There are two tragedies that are yet to be faced.

One affects the compromised Anglicans; the other the secular west.

In America those Christians who have devoted themselves to the rhetoric of equality find it more and more difficult to make a distinction between those who have encountered and surrendered their lives to the risen Christ, and those who have not. They have very little incentive to evangelise. Their Churches shrink and do not grow. They believe they are making Christianity attractive to those who have no interest in it, and have yet to see that within a generation, doomed by demographics and disbelief, they will vanish.

The second affects secular society. It has relished taking the struggle for new power relations for the so-called victims and minorities. It is eager to use the weapon of multiculturalism to undermine the Christian church and Christian values. It has been happy to use any instrument at hand. The closest instrument was Islam. Islam, sat like a Trojan horse at the gates of Western Society, like a totem of an anti Christian value system, and was welcomed in through the gates.

Having learnt very little history those who turned to it to undermine the residue of Christendom in the name of multiculturalism failed to see that within the DNA of Islam lay a determination to bring the West which lies within the House of War, Dar Al-harb, within the House of Peace – Dar al Islam, by any means available to it.

Both mass immigration and the threat and practice of terrorism are two very effective way of achieving it. The only alternative in history to the uncompromising march of Islam has been Christianity.
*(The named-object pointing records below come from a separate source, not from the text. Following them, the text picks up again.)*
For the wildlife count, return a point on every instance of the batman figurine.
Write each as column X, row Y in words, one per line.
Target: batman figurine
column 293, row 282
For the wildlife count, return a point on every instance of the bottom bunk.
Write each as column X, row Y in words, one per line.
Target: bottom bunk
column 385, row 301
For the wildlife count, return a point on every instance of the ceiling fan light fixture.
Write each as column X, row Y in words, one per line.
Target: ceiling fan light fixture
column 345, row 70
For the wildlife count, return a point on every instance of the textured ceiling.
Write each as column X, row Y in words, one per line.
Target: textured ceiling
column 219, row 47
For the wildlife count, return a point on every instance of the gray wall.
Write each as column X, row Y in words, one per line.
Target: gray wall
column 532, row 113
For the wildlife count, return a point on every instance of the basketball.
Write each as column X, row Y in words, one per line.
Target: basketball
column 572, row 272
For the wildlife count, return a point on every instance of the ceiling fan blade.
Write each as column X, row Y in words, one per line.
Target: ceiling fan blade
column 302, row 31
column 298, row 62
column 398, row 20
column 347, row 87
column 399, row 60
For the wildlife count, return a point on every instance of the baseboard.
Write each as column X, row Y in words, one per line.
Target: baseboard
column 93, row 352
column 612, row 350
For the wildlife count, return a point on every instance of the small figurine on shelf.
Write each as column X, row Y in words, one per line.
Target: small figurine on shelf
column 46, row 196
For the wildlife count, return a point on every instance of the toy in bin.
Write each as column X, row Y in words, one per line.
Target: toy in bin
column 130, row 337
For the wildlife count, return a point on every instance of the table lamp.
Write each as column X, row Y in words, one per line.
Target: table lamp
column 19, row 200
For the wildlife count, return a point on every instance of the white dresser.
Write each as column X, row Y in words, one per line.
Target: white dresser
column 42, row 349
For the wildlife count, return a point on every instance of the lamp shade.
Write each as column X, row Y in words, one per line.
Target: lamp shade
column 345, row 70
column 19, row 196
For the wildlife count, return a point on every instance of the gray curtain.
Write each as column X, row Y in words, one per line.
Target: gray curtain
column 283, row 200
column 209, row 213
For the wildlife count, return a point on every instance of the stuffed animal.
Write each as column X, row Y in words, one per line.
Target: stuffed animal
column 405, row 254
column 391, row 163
Having destroyed it in the West, the secularists will, to their surprise, fall to Islam. They mistakenly believe that the hedonism and the wealth of the West will seduce Muslims into secularism. It is a shallow piece of narcissistic self-deception. As Major Nidal Malik Hasan, who killed 13 and wounded 30 fellow soldiers at Fort Hood said, “We love death more than you love life."

Faced by these two fascist movements that threaten a society and a culture formed by Christian values, Anglican Christians will be faced in Canterbury by the challenge and choice of becoming a new Confessing Church that will not bow the knee to demands that it forsake the teaching the Jesus and the witness of the saints, or an accommodation to a corrupt and corrupting self referential secularism, that is attempting to create a social and ethical order that throws off and destroys its Christian heritage.

The Episcopal Church of America, the Anglican Church of Canada and the Church of England in particular are set upon this course of accommodation.

Many of us now look to the faith primarily of the African Christians, to help up build a confessing Church and a new Anglican jurisdiction.

Under Augustine of Hippo the African Church saved the West from heresy once before.

At Canterbury in January 2016, We look to it to do it again.